Until the eleventh hour, there was a risk of the team not being able to get to Monaco at all. It was not so much leaving Madagascar that was a problem, but being able to return home once the competition was over. But the Ladies Makis Sevens are used to adapting to unforeseen difficulties and focusing despite a difficult environment – this is what makes them strong and what gives them the motivation to succeed.
"The teams are used to last-minute transport problems," reveals Frédéric Dumant, a former Racing 92 player with the under-20s, who has now retrained as a marketing consultant for the Madagascar Rugby Union. He worked closely with World Rugby and the authorities to get the players to the World Rugby Sevens Repechage tournament in Monaco.
This will be the second time the Makis have participated in a repechage, the previous being in Dublin in July 2016. “Compared to European, Oceanian and Asian teams, we play very little; we only have a competition over a weekend,” explains Dumant.
“It's not easy to play in Africa. The ideal would be to play in the USA or Oceania, but financially and logistically, it is extremely complicated."
Madagascar had managed to organize a ten-day training camp in Japan in September 2019 with the Colombian team; as fate would have it, it is against Colombia that Madagascar will play in Pool C, along with France and Hong Kong, three big opponents.
“The Makis are not of exceptional build, but they make up for it with fast play and a game of movement.

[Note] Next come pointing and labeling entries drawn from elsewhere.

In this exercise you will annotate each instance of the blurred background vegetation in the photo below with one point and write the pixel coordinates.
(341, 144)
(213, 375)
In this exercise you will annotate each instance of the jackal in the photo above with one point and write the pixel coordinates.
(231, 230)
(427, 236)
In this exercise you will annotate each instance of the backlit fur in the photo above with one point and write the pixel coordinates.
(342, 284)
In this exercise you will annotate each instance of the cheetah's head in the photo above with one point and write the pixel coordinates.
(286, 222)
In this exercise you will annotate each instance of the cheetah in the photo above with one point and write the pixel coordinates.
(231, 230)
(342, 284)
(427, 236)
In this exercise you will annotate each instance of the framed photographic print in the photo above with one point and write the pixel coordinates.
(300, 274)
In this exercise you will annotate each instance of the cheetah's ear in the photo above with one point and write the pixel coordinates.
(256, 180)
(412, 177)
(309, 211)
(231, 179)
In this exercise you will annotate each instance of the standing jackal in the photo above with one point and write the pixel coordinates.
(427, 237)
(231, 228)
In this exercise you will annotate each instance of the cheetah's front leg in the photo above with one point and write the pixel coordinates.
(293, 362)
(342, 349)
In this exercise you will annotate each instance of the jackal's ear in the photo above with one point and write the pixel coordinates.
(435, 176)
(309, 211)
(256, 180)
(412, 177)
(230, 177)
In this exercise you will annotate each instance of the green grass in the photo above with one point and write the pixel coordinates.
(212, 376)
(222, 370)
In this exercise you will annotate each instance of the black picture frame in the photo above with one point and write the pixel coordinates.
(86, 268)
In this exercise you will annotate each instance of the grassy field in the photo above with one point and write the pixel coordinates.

We still have a margin in the kicking game and in the defence,” says Dumant.
The team are aware of their strengths and weaknesses and want to be realistic for Monaco. "There, we will shine more than in Dublin," he continues. “We're going to do great things in Monaco. It is a new generation of players and that's good for the growth of the group, that's what matters.
"No one expects anything from the Olympics except to play against stronger teams. We are all aware that we must progress."
2020: A chance to reset
The staff and the union are aiming further and higher than ever. Before failing to qualify for the Challenger Series, Madagascar also missed out on Rugby World Cup 2018 – but the team are still in the race to participate in the next edition in South Africa next year.
A joint preparation camp, the Rugby Africa Solidarity Sevens, with Kenya and Tunisia in Tunis from April 29 to May 9, was beneficial for the team, Dumant says. "Without that, we would not have played much since the XV championship had not started either.”
The team gathered early in March after a marked improvement in public health conditions at the end of January. Training in small groups of two or three could be organised to recover gradually, then two mini tournaments with the clubs. After a blank year, the Makis have been able to hold out.
“2020 was a blank year but it allowed us to talk to each other to put the Sevens forward. Everyone understood that this was the discipline that could bring us international recognition. Monaco will thus be the starting point for going further, starting with the Rugby World Cup Sevens,” insists Dumant.
In 2020, Madagascar should have celebrated 115 years of rugby. But even if the party was curtailed by the COVID-19 pandemic, the ambition to excel has only grown.